After some initial confusion as to why the website went down, the editors used editorial work combined with search engine optimization to remedy the problem. In 2009, individual keywords clearly weighed heavier in Google rankings compared to today, therefore creating new sub-pages that matched even better the keywords people searched for and that could direct traffic past the pages that were difficult to load. Web analytics and editorial work saved the day.

The energy company E.ON’s website goes down during a minor storm

In October 2013, a category 3 storm hit Southern Sweden. Tens of thousands of people were without power. If those without power or others, visited E.ON’s website via their mobiles, I do not know, but on this same day, I entered their website and it took an unprecedented 37 seconds for the server to respond with the first byte, and an additional 100 seconds to load the page completely.

Figure 68: Power company E.ON's page took 37 seconds to respond and 100 seconds to load, as stated in the browser’s status bar.
Figure 68: Power company E.ON’s page took 37 seconds to respond and 100 seconds to load, as stated in the browser’s status bar.

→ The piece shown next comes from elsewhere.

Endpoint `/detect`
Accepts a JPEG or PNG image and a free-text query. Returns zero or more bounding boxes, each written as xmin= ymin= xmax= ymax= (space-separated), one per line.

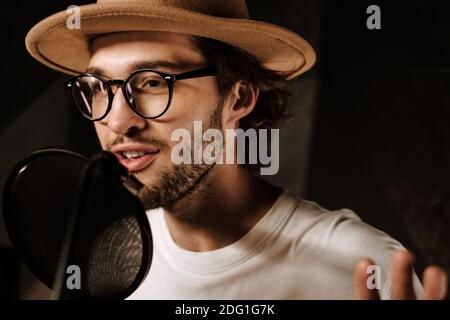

I took a quick look at their performance, such as how Google measures it according to its Pagespeed Insights service. E.ON had an 81 out of 100 rating, which in no way is remarkably bad. As an external spectator of their stripped-down disaster version of a website, I noticed however a number of things which could have made their emergency website perform better:

  • Do not send unnecessary stuff, such as custom fonts for a disaster version of a website. Is typography really your major concern in these situations? The custom font file-size is the same as the HTML code, and the HTML is what carries the actual content to visitors.
  • Instruct visitors’ browsers how long files are supposed to live – for example, the logo and favicon, will, most likely, remain unchanged for some days to come. When these unchanged files are not loaded from the servers, E.ON’s servers are able to serve more visitors.
  • Optimized lossless images could reduce image traffic by 18 %. Images are significantly heavier than text and make for unnecessarily large files which unfortunately, can make a difference in the wrong direction when it comes to crisis-communication.
  • Is it necessary to send 88Kb of style sheets? To design text like ‘Excuse us – our website is not working right now’? It actually takes ten times as much data to send, compared to the readable content, in order to specify that headers are red and the body text is black.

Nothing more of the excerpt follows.